Os distritos atendidos foram: Alto Rio Negro, Médio Rio Solimões, Médio Rio Purus, Amapá e Norte do Pará, e Vale do Javari. A parceria entre os ministérios da Saúde e da Defesa, juntamente com secretarias estaduais e municipais, possibilitou a vacinação de 18.648 indígenas em 2023, totalizando 46.666 doses aplicadas. Durante a operação, 306 aldeias foram visitadas e 183 profissionais contribuíram para fortalecer a saúde dos povos originários.
No decorrer do ano, foram realizadas seis missões em áreas indígenas nos distritos: Alto Rio Juruá, Alto Rio Negro, Médio Rio Solimões, Médio Rio Purus, Amapá e Norte do Pará, e Vale do Javari. A região do Alto Rio Juruá foi a única a não apresentar crescimento no número de doses. Mais de 20 tipos de imunobiológicos foram oferecidos, incluindo vacinas contra a Covid-19, influenza e antirrábica humana.
O secretário de Saúde Indígena, Weibe Tapeba, destacou a importância do esforço realizado ao longo do ano. “Este ano foi estratégico para a saúde do meu povo. Fizemos um processo de fortalecimento e reconstrução da política de saúde indígena, que foi tão atacada e fragilizada nos últimos tempos. Com a Operação Gota, pudemos assegurar o acesso à imunização àqueles que estão em terras de difícil acesso”, explicou.
A Operação Gota é uma estratégia de vacinação em áreas de difícil acesso geográfico, resultado da parceria entre as secretarias de Saúde Indígena (Sesai) e de Vigilância em Saúde e Ambiente (SVSA) do Ministério da Saúde, além do Ministério da Defesa, com o suporte da Força Aérea Brasileira (FAB).
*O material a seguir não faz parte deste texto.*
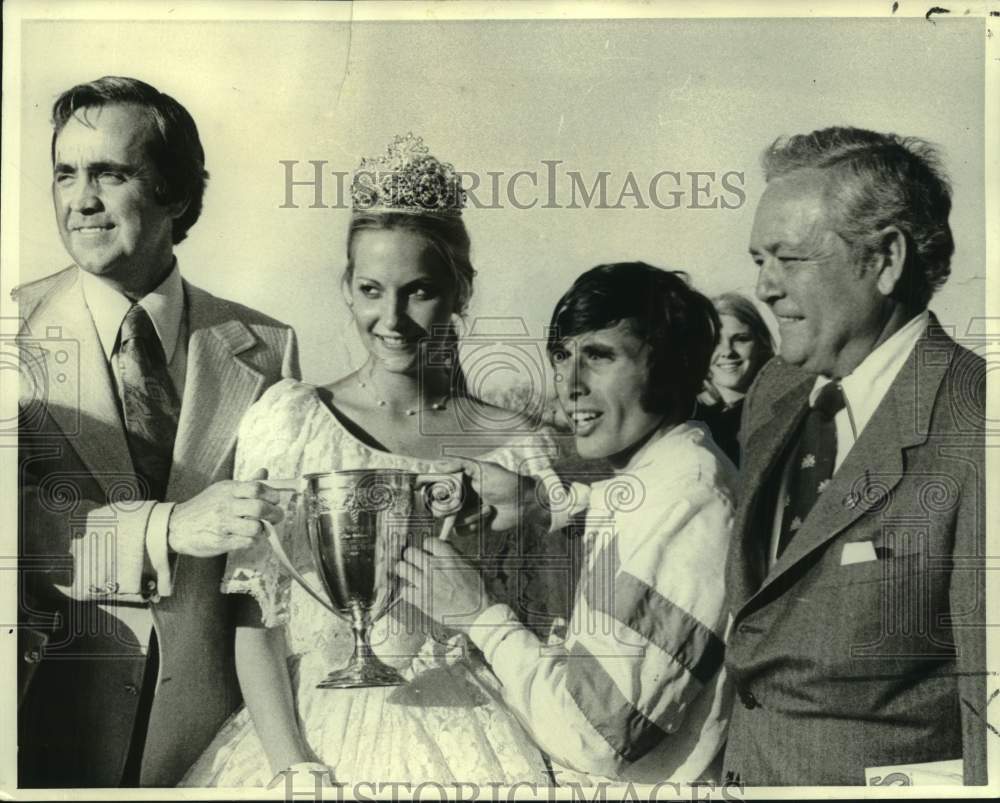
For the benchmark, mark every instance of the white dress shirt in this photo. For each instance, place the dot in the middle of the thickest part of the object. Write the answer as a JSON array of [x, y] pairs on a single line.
[[864, 388], [637, 690], [166, 308]]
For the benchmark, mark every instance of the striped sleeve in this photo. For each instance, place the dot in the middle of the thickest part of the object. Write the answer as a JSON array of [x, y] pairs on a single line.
[[645, 636]]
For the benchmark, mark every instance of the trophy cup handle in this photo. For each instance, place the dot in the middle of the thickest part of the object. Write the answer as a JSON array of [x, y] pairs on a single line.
[[442, 494], [279, 552]]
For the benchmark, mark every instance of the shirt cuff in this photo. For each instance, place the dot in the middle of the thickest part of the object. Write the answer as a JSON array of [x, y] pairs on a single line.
[[491, 627], [567, 502], [160, 582]]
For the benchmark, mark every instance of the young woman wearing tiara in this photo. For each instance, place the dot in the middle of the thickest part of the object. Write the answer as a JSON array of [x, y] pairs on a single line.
[[408, 276]]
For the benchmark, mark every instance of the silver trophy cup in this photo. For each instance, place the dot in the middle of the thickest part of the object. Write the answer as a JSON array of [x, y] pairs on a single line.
[[357, 524]]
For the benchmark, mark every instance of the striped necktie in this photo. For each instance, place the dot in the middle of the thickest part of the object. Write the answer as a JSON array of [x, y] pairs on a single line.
[[149, 402]]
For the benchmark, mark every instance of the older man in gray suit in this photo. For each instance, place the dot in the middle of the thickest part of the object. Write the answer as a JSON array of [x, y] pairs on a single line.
[[135, 383], [855, 574]]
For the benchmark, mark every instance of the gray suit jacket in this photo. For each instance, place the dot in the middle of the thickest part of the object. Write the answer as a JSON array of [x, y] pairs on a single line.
[[85, 577], [843, 667]]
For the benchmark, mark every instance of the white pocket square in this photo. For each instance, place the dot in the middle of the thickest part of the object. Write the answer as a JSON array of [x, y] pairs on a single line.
[[858, 552]]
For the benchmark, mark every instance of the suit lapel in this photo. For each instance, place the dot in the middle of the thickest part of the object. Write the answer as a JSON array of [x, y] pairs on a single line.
[[219, 387], [874, 466], [84, 406], [762, 461]]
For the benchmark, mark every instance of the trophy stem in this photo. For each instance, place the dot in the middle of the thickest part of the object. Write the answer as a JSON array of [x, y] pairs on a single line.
[[364, 668]]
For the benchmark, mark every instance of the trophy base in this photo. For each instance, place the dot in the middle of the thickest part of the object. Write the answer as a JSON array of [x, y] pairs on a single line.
[[362, 675]]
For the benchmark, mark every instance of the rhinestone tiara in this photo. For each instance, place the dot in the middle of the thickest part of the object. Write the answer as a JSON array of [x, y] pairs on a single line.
[[407, 179]]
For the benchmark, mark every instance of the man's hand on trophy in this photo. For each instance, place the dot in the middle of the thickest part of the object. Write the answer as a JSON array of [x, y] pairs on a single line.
[[224, 517], [438, 581]]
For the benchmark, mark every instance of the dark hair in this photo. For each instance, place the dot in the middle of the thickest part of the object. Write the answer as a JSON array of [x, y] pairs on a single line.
[[746, 312], [450, 240], [877, 180], [679, 324], [175, 149]]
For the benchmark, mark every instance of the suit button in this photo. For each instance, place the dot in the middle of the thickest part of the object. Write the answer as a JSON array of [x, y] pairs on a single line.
[[746, 697]]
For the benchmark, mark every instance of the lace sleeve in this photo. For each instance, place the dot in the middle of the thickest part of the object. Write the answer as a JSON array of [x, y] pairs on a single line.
[[270, 436]]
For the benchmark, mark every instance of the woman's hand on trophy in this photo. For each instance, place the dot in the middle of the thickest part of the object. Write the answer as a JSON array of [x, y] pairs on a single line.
[[443, 585]]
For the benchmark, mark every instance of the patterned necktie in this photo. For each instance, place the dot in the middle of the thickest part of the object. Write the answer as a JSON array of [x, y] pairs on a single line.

O objetivo é oferecer vacinas do Calendário Nacional de Vacinação a populações residentes em áreas ribeirinhas, quilombolas e indígenas.
As áreas consideradas de difícil acesso são definidas com base em critérios como a ausência de rodovias ou hidrovias, exigindo viagens superiores a 5 dias para o profissional de saúde. Incluem áreas sem visitação por mais de seis meses no ano, bem como locais com barreiras geográficas ou florestais que demandam a permanência do profissional por mais de quatro dias sem comunicação.
As aldeias contempladas pela operação têm acessos fluviais comprometidos anualmente pela estiagem, tornando o deslocamento aéreo a única opção viável. O planejamento para as operações do próximo ano está pactuado para janeiro de 2024, visando dar continuidade à campanha em áreas de difícil acesso.